We can’t change our personal history, only the stories we tell of it. We can say something different about what happened and what we now feel about it but we can’t change what really happened that day or how we felt then, nor how we grew around the emotions of it. In a search to reconcile with out past we retell our stories changing this or that. Often we start by giving a benefit of the doubt to one character of the other. It is too great a burden to keep blaming. It hurts to much to be angry, to feel rejected, to take it all personally as a reflection of ourselves. We have to find a way to explain things that lightens the burden of responsibility we carry. Going around blaming your mother/yourself is just so tiring.
It’s a long journey around all that. You start feeling angry and unloved. She wasn’t nice, she was mean. For 40 years she did that shit and she even admitted it. But now you have to forgive her because it’s you who carries the weight of not laying it down. It has to be someone’s fault. After all it was choices people made, she and I, I think. She didn’t have a mother, she was impatient, she had unrealistic expectations of what children are, she didn’t really like being a mother, she expected children to wait on her, she expected girls to be dainty dolls she could dress up in frilly finery, they would never get dirty, or make a mess. She didn’t know that children fight for who they are, they aren’t as plastic as she thought. It’s not her fault she didn’t know, is it? Not to fight meant to lose, to lose cost even more. So, it’s my fault for fighting, hers? Maybe I could have changed things earlier or faster. Is that a question or statement? I wasn’t brave enough to ask the questions she seemed to be willing to explore.

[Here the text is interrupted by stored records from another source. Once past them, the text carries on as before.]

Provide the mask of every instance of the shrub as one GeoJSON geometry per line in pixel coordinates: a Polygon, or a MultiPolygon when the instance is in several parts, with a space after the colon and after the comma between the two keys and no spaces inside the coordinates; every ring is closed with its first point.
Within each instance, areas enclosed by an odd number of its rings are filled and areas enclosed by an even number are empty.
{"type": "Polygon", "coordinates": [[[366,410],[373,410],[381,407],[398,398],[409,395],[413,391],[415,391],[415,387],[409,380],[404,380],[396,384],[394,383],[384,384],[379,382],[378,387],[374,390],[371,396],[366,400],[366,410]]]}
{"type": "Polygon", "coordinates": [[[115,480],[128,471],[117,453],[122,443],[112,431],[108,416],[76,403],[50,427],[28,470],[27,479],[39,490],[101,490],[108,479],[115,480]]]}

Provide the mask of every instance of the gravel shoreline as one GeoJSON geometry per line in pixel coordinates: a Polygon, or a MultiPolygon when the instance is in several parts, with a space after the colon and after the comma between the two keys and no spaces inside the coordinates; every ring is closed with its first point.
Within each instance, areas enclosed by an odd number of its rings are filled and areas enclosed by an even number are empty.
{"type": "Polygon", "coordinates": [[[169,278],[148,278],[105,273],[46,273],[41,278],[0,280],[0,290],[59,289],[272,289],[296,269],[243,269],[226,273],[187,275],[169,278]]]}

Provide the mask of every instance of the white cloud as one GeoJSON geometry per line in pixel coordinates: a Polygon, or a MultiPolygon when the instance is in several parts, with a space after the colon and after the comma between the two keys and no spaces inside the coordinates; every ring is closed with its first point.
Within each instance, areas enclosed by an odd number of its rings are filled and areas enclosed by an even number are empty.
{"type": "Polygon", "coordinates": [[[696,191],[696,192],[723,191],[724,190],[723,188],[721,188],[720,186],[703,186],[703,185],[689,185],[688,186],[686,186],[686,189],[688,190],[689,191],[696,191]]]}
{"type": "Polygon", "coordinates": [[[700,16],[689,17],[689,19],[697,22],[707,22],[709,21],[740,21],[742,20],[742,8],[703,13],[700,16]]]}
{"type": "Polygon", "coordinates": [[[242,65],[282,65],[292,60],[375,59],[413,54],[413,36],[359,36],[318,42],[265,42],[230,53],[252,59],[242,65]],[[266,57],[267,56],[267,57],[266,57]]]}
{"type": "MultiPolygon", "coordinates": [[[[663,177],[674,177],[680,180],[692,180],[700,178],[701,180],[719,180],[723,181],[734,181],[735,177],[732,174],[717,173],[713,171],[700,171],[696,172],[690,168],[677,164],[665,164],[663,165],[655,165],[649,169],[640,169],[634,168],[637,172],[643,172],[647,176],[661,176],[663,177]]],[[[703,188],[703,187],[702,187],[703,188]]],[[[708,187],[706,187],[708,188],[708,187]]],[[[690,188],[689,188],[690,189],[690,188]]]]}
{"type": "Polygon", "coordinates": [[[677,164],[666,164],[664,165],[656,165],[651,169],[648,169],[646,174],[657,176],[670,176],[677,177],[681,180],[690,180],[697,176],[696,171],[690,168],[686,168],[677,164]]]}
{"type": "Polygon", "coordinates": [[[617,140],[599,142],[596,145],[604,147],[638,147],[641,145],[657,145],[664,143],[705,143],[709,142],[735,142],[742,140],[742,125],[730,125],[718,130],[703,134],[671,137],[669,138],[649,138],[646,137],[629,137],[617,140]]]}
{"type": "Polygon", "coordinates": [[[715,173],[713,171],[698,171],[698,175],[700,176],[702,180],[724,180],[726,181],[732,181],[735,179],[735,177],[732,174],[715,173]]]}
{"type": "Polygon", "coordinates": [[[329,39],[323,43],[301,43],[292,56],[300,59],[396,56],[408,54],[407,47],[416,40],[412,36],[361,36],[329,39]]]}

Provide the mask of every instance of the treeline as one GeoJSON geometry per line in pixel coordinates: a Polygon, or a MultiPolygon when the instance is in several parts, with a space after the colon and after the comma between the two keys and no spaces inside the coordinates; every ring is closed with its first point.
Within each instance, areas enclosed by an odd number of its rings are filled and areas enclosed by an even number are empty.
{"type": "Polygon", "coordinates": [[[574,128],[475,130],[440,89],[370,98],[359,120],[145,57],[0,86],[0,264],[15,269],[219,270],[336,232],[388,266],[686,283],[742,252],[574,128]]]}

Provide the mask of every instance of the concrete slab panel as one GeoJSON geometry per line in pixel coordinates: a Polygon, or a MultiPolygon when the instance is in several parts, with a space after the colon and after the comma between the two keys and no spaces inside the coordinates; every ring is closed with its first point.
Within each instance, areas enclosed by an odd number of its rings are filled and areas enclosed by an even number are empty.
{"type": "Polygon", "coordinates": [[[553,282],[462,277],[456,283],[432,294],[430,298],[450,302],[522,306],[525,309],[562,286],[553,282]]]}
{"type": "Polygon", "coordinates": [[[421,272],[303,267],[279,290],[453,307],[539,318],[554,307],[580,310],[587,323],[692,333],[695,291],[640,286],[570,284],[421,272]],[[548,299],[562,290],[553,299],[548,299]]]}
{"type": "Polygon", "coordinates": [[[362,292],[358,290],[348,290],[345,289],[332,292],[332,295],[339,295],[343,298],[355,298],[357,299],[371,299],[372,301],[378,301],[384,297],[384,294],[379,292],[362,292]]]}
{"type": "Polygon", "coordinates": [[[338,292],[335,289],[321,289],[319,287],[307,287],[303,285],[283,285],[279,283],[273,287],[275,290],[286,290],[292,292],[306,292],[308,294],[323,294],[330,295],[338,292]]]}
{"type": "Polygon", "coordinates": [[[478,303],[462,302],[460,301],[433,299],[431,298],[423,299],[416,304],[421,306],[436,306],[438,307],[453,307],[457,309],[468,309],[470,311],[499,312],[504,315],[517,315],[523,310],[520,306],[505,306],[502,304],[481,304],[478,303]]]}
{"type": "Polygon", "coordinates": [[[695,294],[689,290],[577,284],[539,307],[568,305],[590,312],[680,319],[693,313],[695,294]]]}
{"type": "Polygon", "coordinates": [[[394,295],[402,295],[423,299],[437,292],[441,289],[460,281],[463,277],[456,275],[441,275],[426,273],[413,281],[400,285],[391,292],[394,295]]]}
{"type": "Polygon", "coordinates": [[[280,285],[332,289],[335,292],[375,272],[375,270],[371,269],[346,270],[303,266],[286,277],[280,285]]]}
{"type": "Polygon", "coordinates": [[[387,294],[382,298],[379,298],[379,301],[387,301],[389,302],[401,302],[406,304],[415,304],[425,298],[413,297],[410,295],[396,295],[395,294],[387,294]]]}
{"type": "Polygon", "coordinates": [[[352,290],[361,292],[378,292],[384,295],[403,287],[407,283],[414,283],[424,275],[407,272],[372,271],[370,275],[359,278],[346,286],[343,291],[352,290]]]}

I’ve noticed as I work this through that my sadness expands as possible pasts pop up. What if…, what if…? How much is lost? What would I have learned, what did I lose? What could she have said that would have made it worse? I think I was afraid that with the unlocked door, if I responded she’d get defensive and slam that crack back in my face. I didn’t want her to take it back and I was sure she would. I never gave her a chance so maybe. . . As long as I can recall and as long as I live I will never trust her not to take “it” back.
She said she tried with me. I believe her but she didn’t know you can’t just try once in a while. That’s almost worse. You are nice and then you are mean again. Trust needs a foundation of more than shifting sand. You told me I was a liar so you’d never believe me. You didn’t, it didn’t matter even when mostly I told the truth. It’s the same thing, you asked me to believe you loved me then you proved to my little girl’s heart you didn’t. You didn’t even like me. You were mean. I have to remember that, not to whitewash the past. If I do I’m left believing I’m the only one to blame. I have to remind myself, she was the grown-up, not me. She was the mother, I was the child. It was her job to love me first, to show me how to love and live, not mine to prove my love first.
Could it have been different? Maybe, if we were different people. We were who we were with all the things we knew and felt those days. We didn’t know we could change it. We didn’t understand both of us had to go first to stop the cycle of blame and of pain. But then, I wouldn’t be who I am. I wouldn’t have learned I could fight so hard and win. I might be someone not as strong and as happy as I am today if we had done better. So I have to believe I had the best possible history if it lead me here today. But it isn’t perfect and I still mourn the child and the mother who went through so much. At least I’ve forgiven you and see you held in god’s arms with me. We both lay our heads on her breast in equal repose because we are so loved. Now I need to let go of the rest of the stuff that makes my heart so heavy. I see progress but it is as slow as losing weight.
I keep trying to tell the story to turn you into someone who I more than feel sorry for. I do feel sorry for you and for me. I want to instruct the mother and console the child. I can do neither from this end of the string. This is not the end that unravels, the bag opened at the other end. What is done is done, now what’s left is to tell the it and explain it so that it is a story I can live with. As I travel to the end of my life I see you in the mirror and wonder how close we will come.